We hear our political candidates bash each other for sport, so much so that we become numb to it. They are not listening to each other and we are not listening to them so what good is being accomplished by the perpetuating standoff? When this happens in business, companies are lost. When it happens in science, we run in place. When it happens in the arts, our culture becomes stagnant. Roosevelt looked forward and advised us to fear the downside of not trying more than the downside of coming up short.
The individual who has a story to tell risks all, because the more that story is original, the more it is likely to be rejected. Think of the powerful corporations who did not believe we would all have our own computers someday, and the few individuals who thought we would and got them to our desktops. Think of Martin Luther King’s vision for a desegregated America, the resistance against his ideals, and the normalcy today of celebrating diversity. Think of The Beatles dreaming in those seedy clubs in Hamburg, when much of the music establishment was convinced that guitar bands were on their way out. Think of the first doctors and medical researchers to propose the notion of a vaccine, how frightening that seemed to so many, and the diseases we would still suffer today were it not for their willingness to persevere.

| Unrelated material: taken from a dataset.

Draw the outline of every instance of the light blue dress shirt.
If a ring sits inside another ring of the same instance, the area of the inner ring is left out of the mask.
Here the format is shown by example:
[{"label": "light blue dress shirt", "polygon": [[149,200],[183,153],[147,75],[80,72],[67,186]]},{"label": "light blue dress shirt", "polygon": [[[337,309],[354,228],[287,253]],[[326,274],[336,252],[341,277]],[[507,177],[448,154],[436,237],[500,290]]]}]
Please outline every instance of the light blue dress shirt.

Not all ideas are good, and not all visionaries are right. True visionaries know this, and they know that failure will always be part of the package. As we listen to those around us attempting to tackle the more complex problems of the day, perhaps we would do well to remember that even if an idea proves wrong, the people courageous enough to explore that idea might be doing something right. Everyone wants to win, but not everyone is brave enough to want to try. Where we are unable to find that courage in ourselves, let’s not forget to praise it in those who are exposing themselves to critique.
Look for the spark in the brave people around us who worry less about what others say about them, and worry more about overcoming constraints on what can be possible when we appropriately embrace courage. To be honest, they don’t much care what the crowd thinks, but the crowd has everything to gain by inviting themselves to the party. We have more challenges facing us today than the Progressive Republican President Roosevelt could have imagined, yet even more paths to triumph through knowledge if the most inspired creative voices are heard.